Returning to the book, it also awaited its Hollywood recognition. "Nothing is true, everything is allowed," says the motto of David Cronenberg's film adaptation of the same title. Reality is connected with hallucination, truth mixes with falsehood. In the world of Interzone, narcotic delusions are not without real emotions. The hero of the film, played by Peter Weller, is a specialist in disinsection. It kills bugs by pounding kilograms of murderous powder between the furniture, slats and under the floor. This powder turns out to be a drug that everyone drugs and everyone is addicted to, including his corpse wife (Judy Davis) and himself ... I do not know if it makes sense to summarize the whole story, which is born from the narcoticdeliria of the main character.
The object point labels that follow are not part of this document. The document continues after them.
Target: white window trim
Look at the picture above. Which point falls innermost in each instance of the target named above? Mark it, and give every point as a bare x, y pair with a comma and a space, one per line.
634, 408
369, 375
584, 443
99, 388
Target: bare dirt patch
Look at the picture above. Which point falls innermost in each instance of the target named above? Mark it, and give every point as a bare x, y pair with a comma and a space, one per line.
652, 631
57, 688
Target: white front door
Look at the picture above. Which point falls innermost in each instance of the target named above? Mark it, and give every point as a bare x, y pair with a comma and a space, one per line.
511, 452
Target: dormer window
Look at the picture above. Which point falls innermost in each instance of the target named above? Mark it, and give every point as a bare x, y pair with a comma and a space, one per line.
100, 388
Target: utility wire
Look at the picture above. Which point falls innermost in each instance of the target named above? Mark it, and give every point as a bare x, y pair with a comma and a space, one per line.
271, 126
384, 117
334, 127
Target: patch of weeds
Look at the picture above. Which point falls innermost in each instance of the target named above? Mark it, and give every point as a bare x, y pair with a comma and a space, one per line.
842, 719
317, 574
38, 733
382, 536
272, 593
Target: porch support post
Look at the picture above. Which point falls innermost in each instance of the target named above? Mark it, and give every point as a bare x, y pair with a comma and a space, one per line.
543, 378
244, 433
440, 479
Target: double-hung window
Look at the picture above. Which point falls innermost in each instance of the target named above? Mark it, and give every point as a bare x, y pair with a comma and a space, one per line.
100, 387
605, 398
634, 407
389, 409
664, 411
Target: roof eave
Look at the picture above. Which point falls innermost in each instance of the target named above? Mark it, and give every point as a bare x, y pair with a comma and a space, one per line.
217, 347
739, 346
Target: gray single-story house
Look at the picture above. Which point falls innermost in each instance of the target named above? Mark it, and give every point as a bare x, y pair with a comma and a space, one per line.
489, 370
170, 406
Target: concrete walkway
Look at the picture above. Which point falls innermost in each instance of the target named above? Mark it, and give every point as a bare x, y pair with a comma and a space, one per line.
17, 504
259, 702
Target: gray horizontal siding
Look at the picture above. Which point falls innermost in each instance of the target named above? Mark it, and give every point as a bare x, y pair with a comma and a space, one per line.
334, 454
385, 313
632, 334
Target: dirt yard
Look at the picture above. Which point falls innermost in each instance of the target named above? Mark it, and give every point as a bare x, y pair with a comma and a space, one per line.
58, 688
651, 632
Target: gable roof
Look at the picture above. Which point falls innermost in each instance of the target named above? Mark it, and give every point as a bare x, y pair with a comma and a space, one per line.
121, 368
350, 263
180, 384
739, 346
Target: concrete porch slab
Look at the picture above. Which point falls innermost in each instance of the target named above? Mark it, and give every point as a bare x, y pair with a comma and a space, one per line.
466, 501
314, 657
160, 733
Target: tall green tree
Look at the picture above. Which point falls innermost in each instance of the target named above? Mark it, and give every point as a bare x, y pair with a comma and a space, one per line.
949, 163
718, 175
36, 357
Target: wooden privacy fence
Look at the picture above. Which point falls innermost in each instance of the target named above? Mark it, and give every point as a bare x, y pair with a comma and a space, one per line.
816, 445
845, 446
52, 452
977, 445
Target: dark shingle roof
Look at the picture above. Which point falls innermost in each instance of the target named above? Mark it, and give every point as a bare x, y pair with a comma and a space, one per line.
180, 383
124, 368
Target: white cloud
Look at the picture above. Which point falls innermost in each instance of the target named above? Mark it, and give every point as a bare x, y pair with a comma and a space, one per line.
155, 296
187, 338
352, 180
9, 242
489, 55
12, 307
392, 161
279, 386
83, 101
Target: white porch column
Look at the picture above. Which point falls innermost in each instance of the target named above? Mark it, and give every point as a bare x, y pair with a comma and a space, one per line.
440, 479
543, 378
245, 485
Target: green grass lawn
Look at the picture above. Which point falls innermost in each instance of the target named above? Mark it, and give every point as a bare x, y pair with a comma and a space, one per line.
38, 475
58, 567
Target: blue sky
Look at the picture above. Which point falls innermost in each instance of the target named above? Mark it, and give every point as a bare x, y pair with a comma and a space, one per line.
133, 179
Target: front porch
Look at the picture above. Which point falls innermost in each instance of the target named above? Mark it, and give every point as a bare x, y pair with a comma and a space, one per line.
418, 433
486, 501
The movie offers a wide range of narcotic nightmares born in the imagination of William Burroughs and David Cronenberg. It´s worth mentioning that under the influence of the cockroach poison, he sees a great worm revealing to him the secret about his wife, who turns out to be an Interzone agent. The investigation leads him to surprising solutions: his spouse does not turn out to be a spy, but not a woman (or a man), homosexual, worm, and finally a guard at the services of other, blond-haired worms (Julian Sands), raping in cages of young gays. That doesn't sound weird. It's pure paranoia of a captive mind.

 

Interzone is a land devoid of any rules, a distorted face of reality, a projection of a heroin mind and imagination. "Morality is nonsense," says Burroughs. Indeed, in the junkie world, moral principles are blurred and reevaluated. Surreal hallucinations all too often get on the paths trodden by emotional reality, and this is where the pain experienced by the drug addict lacks - the lack of awareness of where the boundary between reality and narcotic sleep lies. That is why Burroughs believed that words could control the human mind. Because words can organize the world, they can discover the values ​​of individual elements of the world. The drug will control the body, but the word, language is able to assemble any event in a sensible, true way, despite the delirious mood. Until the end of his days (he died August 2, 1997, he was 87 years old), Burroughs was an advocate of free, unrestricted access to drugs, which he considered a manifestation of freedom. And of course its source.